Boston-area students protest investment in fossil fuel industry

Students from Boston University and eight other Boston-area schools rallied in Cambridge to protest investment in the fossil fuel industry on Sunday.

Over 150 student activists helped to hang two banners on the John Weeks Bridge urging universities to divest their endowments from the industry and marched through Harvard Square, chanting messages of disinvestment from market sectors that contribute to the climate crisis.

“Your opponent in this campaign is the richest and most powerful industry in the world,” said climate activist Tim DeChristopher, a Harvard student who spoke to protesters over a megaphone at the rally. “…We are going to take down that power.”
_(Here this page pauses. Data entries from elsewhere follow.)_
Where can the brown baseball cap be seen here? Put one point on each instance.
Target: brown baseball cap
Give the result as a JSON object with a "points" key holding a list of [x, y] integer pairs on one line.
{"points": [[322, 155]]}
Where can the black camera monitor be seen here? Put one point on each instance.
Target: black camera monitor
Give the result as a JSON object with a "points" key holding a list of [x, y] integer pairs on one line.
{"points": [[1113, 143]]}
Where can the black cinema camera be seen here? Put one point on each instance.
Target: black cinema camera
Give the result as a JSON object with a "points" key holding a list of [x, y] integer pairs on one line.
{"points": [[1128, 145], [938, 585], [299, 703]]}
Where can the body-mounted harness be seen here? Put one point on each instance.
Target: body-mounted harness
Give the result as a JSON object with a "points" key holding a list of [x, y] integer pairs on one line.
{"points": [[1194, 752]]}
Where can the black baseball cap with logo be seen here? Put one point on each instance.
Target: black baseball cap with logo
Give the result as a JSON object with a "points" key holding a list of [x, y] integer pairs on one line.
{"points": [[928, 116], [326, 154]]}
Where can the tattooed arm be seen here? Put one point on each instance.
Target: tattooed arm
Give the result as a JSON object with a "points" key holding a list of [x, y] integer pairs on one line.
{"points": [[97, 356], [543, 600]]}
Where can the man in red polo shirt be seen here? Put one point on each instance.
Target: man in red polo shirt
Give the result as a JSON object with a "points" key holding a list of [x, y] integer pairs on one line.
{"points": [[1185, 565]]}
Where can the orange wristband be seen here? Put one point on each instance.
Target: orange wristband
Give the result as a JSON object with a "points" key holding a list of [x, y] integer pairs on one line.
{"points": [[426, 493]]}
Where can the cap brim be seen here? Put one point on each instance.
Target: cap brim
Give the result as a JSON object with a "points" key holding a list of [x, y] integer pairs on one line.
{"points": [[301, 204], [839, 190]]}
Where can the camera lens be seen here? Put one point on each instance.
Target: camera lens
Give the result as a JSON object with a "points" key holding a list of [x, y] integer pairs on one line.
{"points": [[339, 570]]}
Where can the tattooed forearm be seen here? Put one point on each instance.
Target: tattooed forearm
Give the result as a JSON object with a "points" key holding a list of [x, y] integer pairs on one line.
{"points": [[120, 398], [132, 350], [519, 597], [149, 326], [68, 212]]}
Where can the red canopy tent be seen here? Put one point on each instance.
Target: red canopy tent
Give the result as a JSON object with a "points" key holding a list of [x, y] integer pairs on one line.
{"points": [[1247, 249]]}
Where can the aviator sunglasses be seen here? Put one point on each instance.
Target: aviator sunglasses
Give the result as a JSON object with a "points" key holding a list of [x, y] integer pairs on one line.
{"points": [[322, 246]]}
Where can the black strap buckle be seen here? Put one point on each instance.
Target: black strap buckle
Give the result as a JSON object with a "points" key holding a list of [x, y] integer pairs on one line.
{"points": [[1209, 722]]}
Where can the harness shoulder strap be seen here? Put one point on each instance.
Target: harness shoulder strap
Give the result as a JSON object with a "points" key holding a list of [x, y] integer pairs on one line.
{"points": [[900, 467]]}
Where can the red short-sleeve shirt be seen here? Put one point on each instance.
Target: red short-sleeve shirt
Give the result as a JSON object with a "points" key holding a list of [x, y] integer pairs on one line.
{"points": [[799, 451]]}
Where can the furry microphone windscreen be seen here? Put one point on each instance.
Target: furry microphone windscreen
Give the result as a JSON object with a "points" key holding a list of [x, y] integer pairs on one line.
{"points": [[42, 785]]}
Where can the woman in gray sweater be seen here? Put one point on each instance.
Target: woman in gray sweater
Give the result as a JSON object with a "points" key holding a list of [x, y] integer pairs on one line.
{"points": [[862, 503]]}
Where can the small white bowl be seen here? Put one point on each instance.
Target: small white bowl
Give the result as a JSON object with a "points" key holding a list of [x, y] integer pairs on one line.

Members of Students for a Just and Stable Future’s DivestBU campaign, a student organization that encourages sustainable investment of endowments, attended the protest.

“This [protest] is a way, since we’re connected to this huge institution, to make a difference and to make a bigger change than just voting for a politician who agrees with our issue,” said Colby Smith, a member of DivestBU. “This is a way for us to tell a huge industry, [whose] language is money, we don’t like what you’re doing so we’re going to not invest in what you’re doing.”

Smith, a College of Engineering senior, said protests are effective ways for students to actively resist the fossil fuel industry.

“The goal [of the protest] is solidarity with schools throughout Boston,” she said. “We all have our separate campaigns going on, and it’s a real booster to all of our campaigns to come together and to see how many people are actually involved in this, how many schools are involved in this and the power we have as a combined community.”

Student activists from Harvard University, Northeastern University and Massachusetts Institute of Technology also attended the protest.

Smith said though it is often difficult to engage BU’s community in divestment, the protest could help raise awareness of the cause.

“It [the protest] is a very good visual tool to show BU that this is an important issue,” she said. “…This is a way to show them that this is happening, that we have a lot of power, that it’s an actual movement worth getting behind and putting your own energy towards.”

Canyon Woodward, a junior at Harvard who helped organize the protest, said protesting helps the message gain attention.

“When you have people physically come out and share their voices, show their support, people really do take notice,” Woodward said. “Very powerful alumni in a lot of our schools, they take notice, the general public takes notice and support snowballs and the pressure really escalates for the administrations.”

DeChristopher said though university investments are not critical financial contributions to the fossil fuel industry, divesting could help raise awareness of climate crisis.

“It justifies their [the fossil fuel industry’s] involvement in our political system when institutions of conscience continue to do business with them,” he said. “The reason it’s important for universities and churches and institutions of conscience like that to divest is to send a message that this industry is a fundamentally destructive part of our economy and our society.”

DivestBU member Claire Richer, a College of Arts and Sciences junior, said the effort to encourage universities to divest their endowments from the fossil fuel industry is a relatively obscure movement that students should familiarize themselves with.

“Divestment is a thing, it’s building up and it’s getting bigger,” she said. “It’s awesome to be a part of a movement.”

Richer said it was significant that the protest was being held closely following Nelson Mandela’s passing. In 1979, BU’s Board of Trustees voted to divest from corporations with ties to the apartheid regime in South Africa.

“This is actually really good timing, with this banner drop, to remind people again what divest[ment] is,” she said. “Our parents generation knows what it is, but ours doesn’t.”